A Neural Network Chip Giant Emerges
Since Ng's speech about neural networks and the role GPUs play in machine learning, Nvidia began to play a key role in the development of the most advanced driverless systems. In commercially available vehicles, Audi's recently launched A8, which has Level 3 capabilities, and Tesla models, which offer the most-advanced Level 2 driving in commercially available vehicles, rely on Nvidia's neural network computing platform.
Among recent announcements about Nvidia partnerships with OEMs and suppliers, Volvo said it will use Nvidia's chips and a neural network computer platform in its Level 4 cars slated for launch in 2021 or earlier. Nvidia has also recently announced it is working with ZF, an AI supplier to the automotive industry, and German automotive supplier Hella.
In June, Volkswagen said it was working with Nvidia to offer deep machine learning technology to third parties. Volkswagen is also developing driverless systems using Nvidia neural networking technology, while how it will team up with the chip giant to market jointly developed tech remains to be seen.
Bosch, a leading automotive and driverless tier-one systems supplier, said in March that it was embedding Nvidia's Xavier system on chip (SoC) and Volta GPU in its driverless systems which it will offer to OEMs for Level 3 and Level 4 driving.
In short, there is an apparent lack of major announcement from OEMs developing cars with neural network computer platforms that do not involve Nvidia.
"What we see is virtually every car maker is using Nvidia in their development effort," Danny Shapiro, senior director of automotive for Nvidia, told Driverless.

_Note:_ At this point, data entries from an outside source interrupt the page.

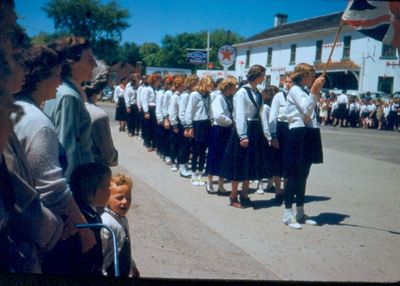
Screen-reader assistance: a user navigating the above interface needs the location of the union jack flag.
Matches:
[342,0,400,48]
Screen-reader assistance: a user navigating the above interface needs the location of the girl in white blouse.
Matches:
[221,65,269,208]
[206,77,237,195]
[283,63,325,229]
[185,76,214,186]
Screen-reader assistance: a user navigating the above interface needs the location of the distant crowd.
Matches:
[317,90,400,131]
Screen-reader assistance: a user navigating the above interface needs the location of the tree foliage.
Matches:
[43,0,129,41]
[43,0,129,64]
[41,0,243,69]
[139,43,162,67]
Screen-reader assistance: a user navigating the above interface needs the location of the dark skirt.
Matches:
[115,96,127,121]
[271,121,289,178]
[336,103,349,119]
[286,127,323,177]
[220,121,271,181]
[206,125,232,176]
[193,119,211,144]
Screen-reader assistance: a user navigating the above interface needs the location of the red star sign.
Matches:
[221,51,232,61]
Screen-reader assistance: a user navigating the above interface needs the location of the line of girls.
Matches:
[118,64,323,228]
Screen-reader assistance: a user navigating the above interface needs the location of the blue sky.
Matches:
[15,0,347,45]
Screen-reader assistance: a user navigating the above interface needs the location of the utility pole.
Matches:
[186,30,211,70]
[207,30,210,70]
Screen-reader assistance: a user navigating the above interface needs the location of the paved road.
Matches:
[103,104,400,281]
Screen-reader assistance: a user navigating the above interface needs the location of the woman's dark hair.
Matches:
[0,0,29,89]
[20,45,63,95]
[262,85,279,106]
[69,163,112,204]
[291,63,315,84]
[82,70,110,103]
[49,36,91,78]
[246,65,265,82]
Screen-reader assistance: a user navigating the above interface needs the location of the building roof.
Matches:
[241,12,343,43]
[314,60,360,72]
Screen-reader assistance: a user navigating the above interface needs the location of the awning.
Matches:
[314,61,360,72]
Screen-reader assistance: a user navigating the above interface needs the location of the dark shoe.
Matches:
[217,188,231,197]
[265,185,275,193]
[275,192,284,206]
[206,184,217,195]
[229,198,243,209]
[240,195,254,208]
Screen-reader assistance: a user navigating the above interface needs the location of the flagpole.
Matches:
[322,20,345,76]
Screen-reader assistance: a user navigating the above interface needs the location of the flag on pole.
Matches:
[342,0,400,48]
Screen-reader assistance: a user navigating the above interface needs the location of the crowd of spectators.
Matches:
[317,90,400,131]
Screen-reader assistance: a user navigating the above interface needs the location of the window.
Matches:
[342,36,351,60]
[278,74,285,88]
[381,44,397,59]
[264,75,271,87]
[315,40,322,63]
[378,76,393,94]
[267,48,272,67]
[245,50,250,68]
[289,44,296,65]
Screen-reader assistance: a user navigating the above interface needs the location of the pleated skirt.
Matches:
[286,127,323,177]
[115,97,127,121]
[221,121,271,181]
[206,125,232,176]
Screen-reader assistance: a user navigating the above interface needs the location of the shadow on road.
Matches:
[311,213,400,235]
[304,195,331,204]
[252,198,279,210]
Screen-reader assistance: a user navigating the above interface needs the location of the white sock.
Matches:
[283,208,293,222]
[296,206,304,218]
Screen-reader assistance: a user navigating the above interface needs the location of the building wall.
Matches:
[235,26,400,91]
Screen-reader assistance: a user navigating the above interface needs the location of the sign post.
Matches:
[187,49,207,64]
[218,45,236,78]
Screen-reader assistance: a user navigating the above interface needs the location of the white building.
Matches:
[235,12,400,93]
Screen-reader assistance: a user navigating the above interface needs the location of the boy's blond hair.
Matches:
[111,173,133,190]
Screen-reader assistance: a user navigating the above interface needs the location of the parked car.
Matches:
[101,86,113,101]
[391,91,400,98]
[359,91,390,102]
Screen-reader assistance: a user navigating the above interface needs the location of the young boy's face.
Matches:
[108,184,132,216]
[262,92,270,101]
[92,176,111,208]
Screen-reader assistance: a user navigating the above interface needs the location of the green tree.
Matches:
[31,32,64,45]
[139,43,165,67]
[119,43,141,66]
[43,0,129,64]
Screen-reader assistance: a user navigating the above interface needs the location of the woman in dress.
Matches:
[44,36,97,180]
[178,74,199,178]
[283,63,325,229]
[185,76,214,186]
[221,65,269,208]
[167,76,185,172]
[206,77,237,195]
[15,46,95,273]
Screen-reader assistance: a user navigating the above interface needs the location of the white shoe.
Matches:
[179,164,192,178]
[296,214,317,225]
[190,174,199,186]
[283,216,303,229]
[197,175,206,186]
[206,184,217,194]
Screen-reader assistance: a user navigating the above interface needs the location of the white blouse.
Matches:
[286,85,319,129]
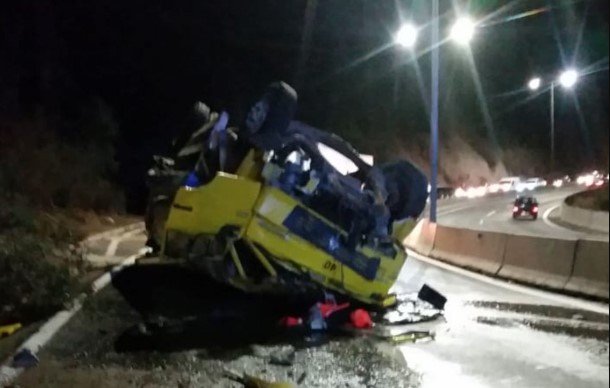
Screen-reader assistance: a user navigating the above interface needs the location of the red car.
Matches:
[513,197,540,220]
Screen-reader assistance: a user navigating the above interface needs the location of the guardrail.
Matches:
[404,220,610,300]
[559,201,610,233]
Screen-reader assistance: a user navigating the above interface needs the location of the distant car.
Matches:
[517,178,548,192]
[498,177,522,193]
[513,197,540,220]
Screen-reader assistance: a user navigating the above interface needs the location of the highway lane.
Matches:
[438,187,608,240]
[397,254,609,388]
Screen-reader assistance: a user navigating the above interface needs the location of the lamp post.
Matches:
[528,69,579,172]
[395,12,476,223]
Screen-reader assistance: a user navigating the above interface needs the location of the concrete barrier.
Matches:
[560,202,610,233]
[404,219,437,256]
[498,235,576,290]
[430,226,508,275]
[565,240,610,299]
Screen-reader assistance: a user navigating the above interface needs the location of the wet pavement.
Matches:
[9,232,609,388]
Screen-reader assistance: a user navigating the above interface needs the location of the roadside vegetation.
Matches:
[0,99,124,326]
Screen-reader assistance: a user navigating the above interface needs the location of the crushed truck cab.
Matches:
[147,84,427,306]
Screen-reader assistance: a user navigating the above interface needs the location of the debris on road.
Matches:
[269,346,296,366]
[349,309,373,329]
[0,323,23,339]
[11,349,40,369]
[383,285,447,325]
[225,371,297,388]
[387,331,434,345]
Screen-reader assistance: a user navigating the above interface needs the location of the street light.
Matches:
[450,16,477,46]
[527,69,580,172]
[395,23,419,49]
[394,12,476,223]
[527,77,542,91]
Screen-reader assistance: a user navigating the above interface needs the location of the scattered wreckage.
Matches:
[146,82,428,308]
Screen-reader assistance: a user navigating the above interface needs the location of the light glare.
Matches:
[451,17,476,45]
[527,77,542,90]
[559,69,579,89]
[396,23,419,48]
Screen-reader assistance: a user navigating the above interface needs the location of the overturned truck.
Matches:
[146,82,428,306]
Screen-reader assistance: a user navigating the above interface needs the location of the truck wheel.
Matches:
[246,82,298,150]
[381,161,428,220]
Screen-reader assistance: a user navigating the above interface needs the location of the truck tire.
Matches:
[381,160,428,220]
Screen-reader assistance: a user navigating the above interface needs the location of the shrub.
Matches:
[0,231,75,324]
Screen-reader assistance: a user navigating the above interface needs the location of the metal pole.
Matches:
[551,82,555,173]
[430,0,440,223]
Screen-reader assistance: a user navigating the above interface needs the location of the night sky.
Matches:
[0,0,608,206]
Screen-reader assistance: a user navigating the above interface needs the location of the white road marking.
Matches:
[479,210,498,225]
[0,230,145,387]
[542,205,573,232]
[106,230,142,257]
[408,250,610,315]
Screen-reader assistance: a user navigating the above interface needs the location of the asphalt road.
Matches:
[397,256,609,388]
[438,187,608,240]
[9,199,610,388]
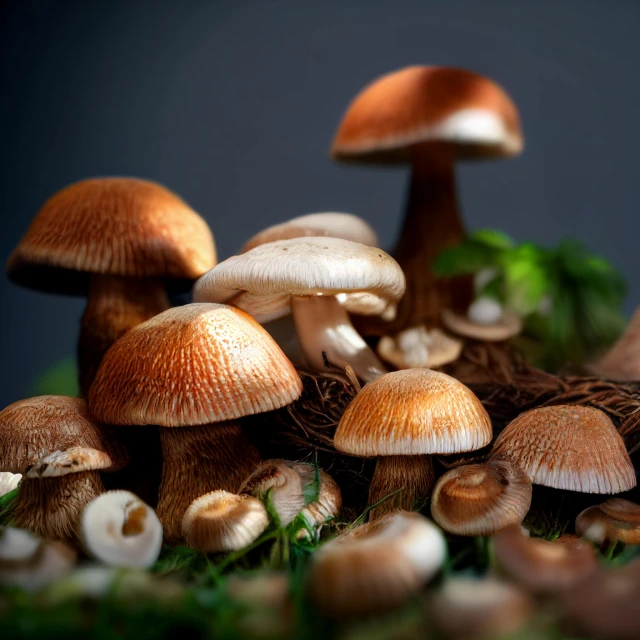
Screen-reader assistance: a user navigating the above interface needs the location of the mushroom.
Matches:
[307,511,447,617]
[89,304,302,542]
[0,396,127,542]
[331,66,523,331]
[81,491,162,569]
[431,460,531,536]
[334,369,492,517]
[7,178,216,397]
[491,525,598,593]
[194,238,405,381]
[429,578,533,640]
[182,491,269,553]
[576,498,640,545]
[492,405,636,493]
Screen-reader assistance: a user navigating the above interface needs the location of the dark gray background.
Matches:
[0,0,640,407]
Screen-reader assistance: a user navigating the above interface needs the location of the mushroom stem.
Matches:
[10,471,104,543]
[156,422,260,544]
[385,142,473,334]
[291,295,387,382]
[369,456,435,520]
[78,274,169,398]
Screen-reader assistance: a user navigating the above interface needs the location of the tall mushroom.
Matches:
[194,237,405,381]
[89,304,302,541]
[0,396,126,541]
[7,178,216,397]
[331,66,523,334]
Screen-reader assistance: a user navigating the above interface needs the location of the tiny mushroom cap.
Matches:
[429,578,534,640]
[331,66,523,164]
[182,491,269,553]
[562,560,640,640]
[492,525,598,592]
[307,511,446,617]
[81,491,162,569]
[492,405,636,493]
[576,498,640,545]
[442,309,522,342]
[431,460,532,536]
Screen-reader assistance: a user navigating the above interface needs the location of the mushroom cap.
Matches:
[89,304,302,427]
[307,511,447,617]
[193,238,405,322]
[331,66,523,164]
[492,405,636,493]
[492,525,598,592]
[182,491,269,553]
[240,211,378,253]
[81,491,162,569]
[7,178,216,294]
[334,369,492,456]
[442,309,522,342]
[431,460,532,536]
[0,395,128,474]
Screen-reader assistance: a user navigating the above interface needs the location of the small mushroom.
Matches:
[194,238,405,381]
[89,304,302,542]
[491,405,636,493]
[307,511,446,617]
[81,491,162,569]
[491,525,598,593]
[182,491,269,553]
[334,369,492,518]
[431,460,531,536]
[7,178,216,397]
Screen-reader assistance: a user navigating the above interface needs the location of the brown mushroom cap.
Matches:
[89,304,302,427]
[334,369,492,456]
[0,396,127,475]
[7,178,216,294]
[492,405,636,493]
[431,460,531,536]
[331,66,523,164]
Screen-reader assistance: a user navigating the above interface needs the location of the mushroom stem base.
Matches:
[156,423,260,544]
[369,456,434,520]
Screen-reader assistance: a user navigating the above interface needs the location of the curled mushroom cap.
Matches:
[431,460,531,536]
[81,491,162,569]
[492,405,636,493]
[182,491,269,553]
[308,511,446,617]
[576,498,640,544]
[492,525,597,592]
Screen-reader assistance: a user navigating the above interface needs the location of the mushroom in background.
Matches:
[6,178,216,397]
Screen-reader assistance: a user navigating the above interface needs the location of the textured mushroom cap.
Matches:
[182,491,269,553]
[7,178,216,294]
[334,369,492,456]
[240,211,378,253]
[442,309,522,342]
[331,66,523,164]
[89,304,302,427]
[0,396,127,474]
[492,405,636,493]
[307,511,446,616]
[81,491,162,569]
[431,460,532,536]
[193,238,405,322]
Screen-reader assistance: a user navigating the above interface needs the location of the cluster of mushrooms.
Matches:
[0,67,640,638]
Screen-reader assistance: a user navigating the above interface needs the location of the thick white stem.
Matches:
[291,296,387,382]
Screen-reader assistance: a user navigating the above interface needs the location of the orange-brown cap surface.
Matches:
[331,66,523,164]
[492,405,636,493]
[89,304,302,427]
[334,369,492,456]
[7,178,216,294]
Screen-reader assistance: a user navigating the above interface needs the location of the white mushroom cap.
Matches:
[194,238,405,322]
[81,491,162,569]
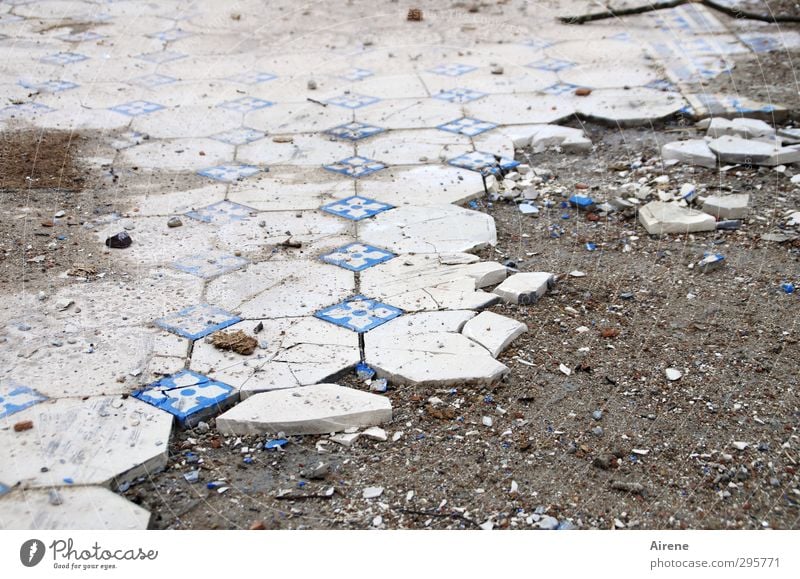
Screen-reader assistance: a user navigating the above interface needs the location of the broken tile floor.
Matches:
[0,0,800,528]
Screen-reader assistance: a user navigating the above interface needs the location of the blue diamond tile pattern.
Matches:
[39,52,89,65]
[128,74,178,88]
[0,379,47,418]
[211,127,264,145]
[110,101,164,117]
[135,50,186,64]
[197,163,261,183]
[431,64,476,76]
[314,295,403,334]
[542,82,578,95]
[342,68,374,82]
[133,370,239,427]
[448,151,519,173]
[186,200,255,225]
[321,195,394,221]
[147,28,192,42]
[325,93,381,109]
[324,156,386,179]
[528,58,575,72]
[437,117,497,137]
[322,243,395,271]
[19,80,78,93]
[325,122,383,141]
[155,304,242,340]
[217,97,274,113]
[433,88,486,103]
[172,252,247,279]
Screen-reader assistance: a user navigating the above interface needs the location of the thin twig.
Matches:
[559,0,800,24]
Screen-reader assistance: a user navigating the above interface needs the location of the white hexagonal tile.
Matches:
[191,316,360,397]
[359,205,497,253]
[0,396,172,488]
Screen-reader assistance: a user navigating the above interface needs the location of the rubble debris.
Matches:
[106,231,133,249]
[208,330,258,356]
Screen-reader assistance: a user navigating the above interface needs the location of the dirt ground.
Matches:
[114,116,800,529]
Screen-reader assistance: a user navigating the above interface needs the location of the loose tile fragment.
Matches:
[639,201,717,235]
[217,384,392,435]
[0,486,150,531]
[494,272,555,305]
[461,312,528,358]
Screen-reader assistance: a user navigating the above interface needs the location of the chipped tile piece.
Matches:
[325,122,383,141]
[186,201,254,225]
[0,378,47,419]
[155,304,241,340]
[448,151,520,173]
[217,384,392,435]
[320,195,393,221]
[0,485,150,531]
[324,156,386,179]
[172,251,248,279]
[322,243,395,271]
[109,101,164,117]
[325,93,381,110]
[133,370,239,428]
[433,88,486,104]
[639,201,717,235]
[494,271,555,305]
[461,312,528,358]
[314,295,403,333]
[436,117,497,137]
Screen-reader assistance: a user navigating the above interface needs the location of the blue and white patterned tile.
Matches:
[0,103,55,119]
[56,30,105,42]
[39,52,89,66]
[430,63,477,76]
[146,28,192,42]
[320,195,394,221]
[322,243,395,271]
[155,304,242,340]
[172,251,248,279]
[324,156,386,179]
[314,295,403,334]
[128,74,178,88]
[325,122,384,141]
[217,97,275,113]
[0,379,47,419]
[340,68,375,82]
[185,200,255,225]
[433,88,486,103]
[325,93,381,109]
[19,80,80,93]
[542,82,578,95]
[448,151,519,173]
[133,370,239,428]
[211,127,265,145]
[527,58,575,72]
[227,72,278,85]
[134,50,187,64]
[109,101,164,117]
[436,117,497,137]
[197,163,261,183]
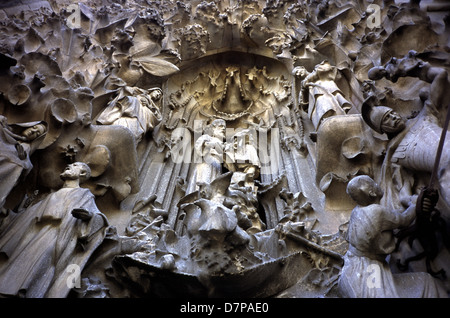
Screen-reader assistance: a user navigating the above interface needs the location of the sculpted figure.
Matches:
[225,129,261,186]
[97,86,162,143]
[368,51,450,113]
[0,115,47,208]
[0,162,108,298]
[361,87,450,210]
[302,61,352,130]
[194,119,226,187]
[338,176,447,298]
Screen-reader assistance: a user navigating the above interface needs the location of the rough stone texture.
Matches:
[0,0,450,298]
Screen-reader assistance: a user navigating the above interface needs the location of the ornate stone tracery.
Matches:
[0,0,450,298]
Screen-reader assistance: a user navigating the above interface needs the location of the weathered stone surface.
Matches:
[0,0,450,298]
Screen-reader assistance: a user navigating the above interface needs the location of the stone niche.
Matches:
[0,0,450,298]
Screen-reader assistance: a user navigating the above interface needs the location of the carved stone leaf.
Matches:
[134,57,180,77]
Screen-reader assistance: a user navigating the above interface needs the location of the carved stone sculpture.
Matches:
[339,176,445,298]
[0,116,47,207]
[0,0,450,298]
[0,162,108,298]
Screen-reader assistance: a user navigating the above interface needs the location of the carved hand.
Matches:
[16,143,27,160]
[72,209,92,221]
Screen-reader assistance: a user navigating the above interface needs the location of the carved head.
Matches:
[60,162,91,182]
[292,66,309,78]
[22,123,47,141]
[210,119,227,139]
[361,95,405,134]
[347,175,383,206]
[150,88,162,101]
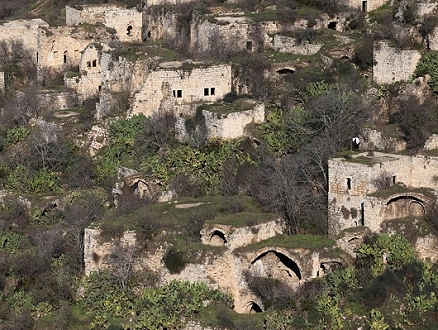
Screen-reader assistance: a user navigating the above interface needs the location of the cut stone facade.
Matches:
[273,35,322,55]
[373,41,421,84]
[202,100,265,139]
[64,43,109,101]
[132,62,231,116]
[65,4,143,42]
[340,0,389,12]
[328,152,438,235]
[84,221,346,313]
[37,26,93,76]
[0,18,49,63]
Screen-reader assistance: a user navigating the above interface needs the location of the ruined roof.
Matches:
[0,18,49,27]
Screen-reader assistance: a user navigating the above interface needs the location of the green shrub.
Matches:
[415,51,438,94]
[163,247,187,274]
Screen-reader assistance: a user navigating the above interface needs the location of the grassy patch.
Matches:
[65,71,81,78]
[236,234,335,251]
[245,10,278,22]
[195,306,264,330]
[93,196,261,232]
[345,156,380,166]
[370,184,434,198]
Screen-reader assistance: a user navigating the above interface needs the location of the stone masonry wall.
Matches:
[373,41,421,84]
[132,63,231,116]
[66,4,143,42]
[0,18,49,62]
[273,35,322,55]
[38,26,93,73]
[0,72,5,93]
[328,153,438,234]
[202,103,265,139]
[341,0,389,12]
[64,44,103,101]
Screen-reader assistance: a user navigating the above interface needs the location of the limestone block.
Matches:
[131,62,231,116]
[273,35,322,55]
[373,41,421,84]
[202,101,265,139]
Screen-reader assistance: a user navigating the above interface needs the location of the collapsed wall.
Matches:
[373,41,421,84]
[131,62,231,116]
[65,4,143,42]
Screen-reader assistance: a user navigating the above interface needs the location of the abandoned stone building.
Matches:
[65,4,143,42]
[373,41,421,84]
[84,215,348,313]
[328,152,438,236]
[340,0,389,12]
[132,62,231,116]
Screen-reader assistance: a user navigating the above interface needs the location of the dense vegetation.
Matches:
[0,0,438,330]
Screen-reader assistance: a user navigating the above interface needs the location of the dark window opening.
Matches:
[249,301,263,314]
[327,22,337,30]
[210,230,227,245]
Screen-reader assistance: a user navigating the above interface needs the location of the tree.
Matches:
[306,85,370,155]
[251,155,313,235]
[109,244,138,291]
[64,191,103,264]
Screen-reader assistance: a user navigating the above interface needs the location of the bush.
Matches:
[163,247,187,274]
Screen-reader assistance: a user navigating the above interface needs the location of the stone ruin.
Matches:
[84,211,349,313]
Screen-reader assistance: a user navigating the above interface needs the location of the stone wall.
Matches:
[273,35,322,55]
[0,18,49,63]
[328,152,438,235]
[132,62,231,116]
[341,0,389,12]
[84,221,342,313]
[429,26,438,51]
[202,102,265,139]
[38,90,78,111]
[64,43,104,101]
[37,26,93,75]
[373,41,421,84]
[423,134,438,150]
[0,72,5,92]
[359,127,406,153]
[66,4,143,42]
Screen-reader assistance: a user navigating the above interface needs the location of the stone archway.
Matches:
[210,230,227,246]
[249,250,302,289]
[383,195,425,220]
[248,301,263,314]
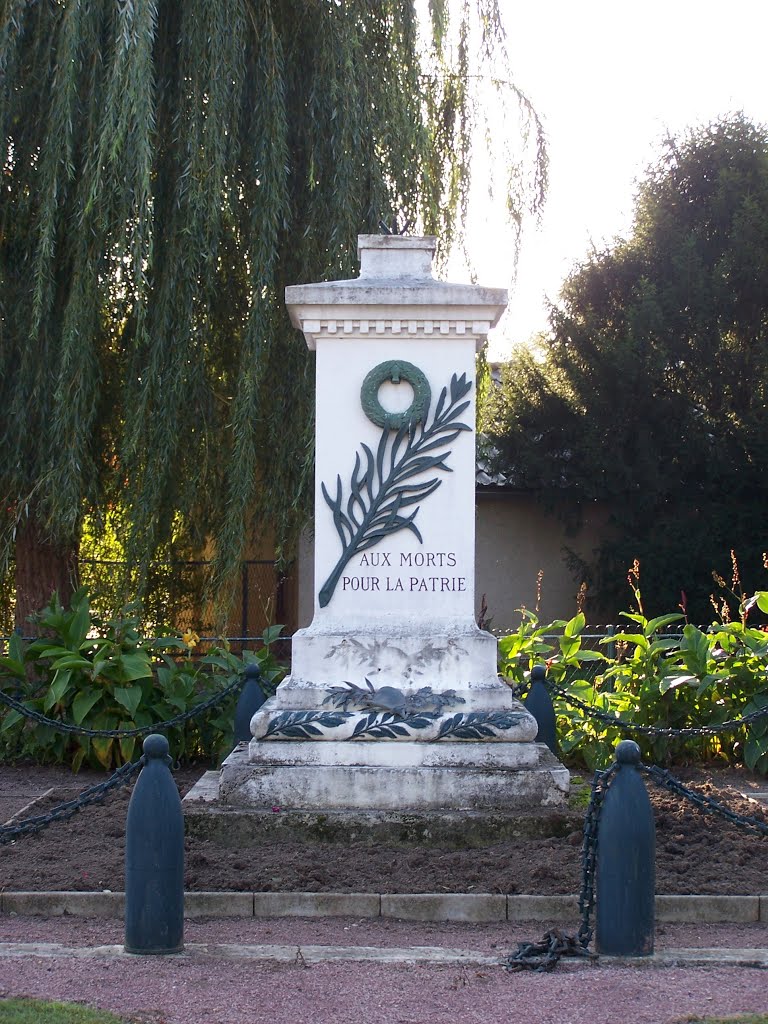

More Players Come to the Party
However, while Nvidia has taken an early yet commanding lead for advanced driverless systems, other competitors are expected to jump into the mix. Likely competitors, according to data from consulting firm Frost & Sullivan, include NXP Semiconductors, Qualcomm, and especially, Intel and Mobileye, which offer a driverless computing platform that BMW is expected to use in its upcoming Level 3 debut when it launches its iNext model.
Meanwhile, Nvidia is expected to maintain a leading position in the near term, while only a handful of players will likely have the know-how to offer neural network-capable GPUs and computer systems for driverless cars during the next few years, Anirudh Venkitaraman, an analyst at Frost & Sullivan, told Driverless.
"It is going to boil down to three or four players maximum," Venkitaraman said.
It is also easy to forget the Nvidia owes its leading position to its investments in AI and neural networks over the course of several years, ahead of other chipmakers, Jeremy Carlson, an analyst for IHS Automotive, told Driverless.
Nvidia's many successive announcements speak to how broadly engaged they are with the industry. Suffice it to say though that this tech is a part of the burgeoning autonomous mobility industry with incredible potential, and others will certainly be looking to capitalize on that opportunity as well. If you consider that the car is as similar to a computer as it's ever been, and that this part of the technology is all about efficient and powerful computing, a few more companies might come to mind.
At least during the next three to five years, Nvidia's neural network computer platform will serve as the predominant technology in Level 3 and Level 4 vehicles on offer pending legislative changes that will allow for their sale and use commercially. But already, other chipmakers have seen the potential and are certainly looking ahead. Don't expect a sudden wave of competition in this notoriously difficult area of technology, but Nvidia will almost certainly not be the only choice for neural network-enabled GPUs in the future.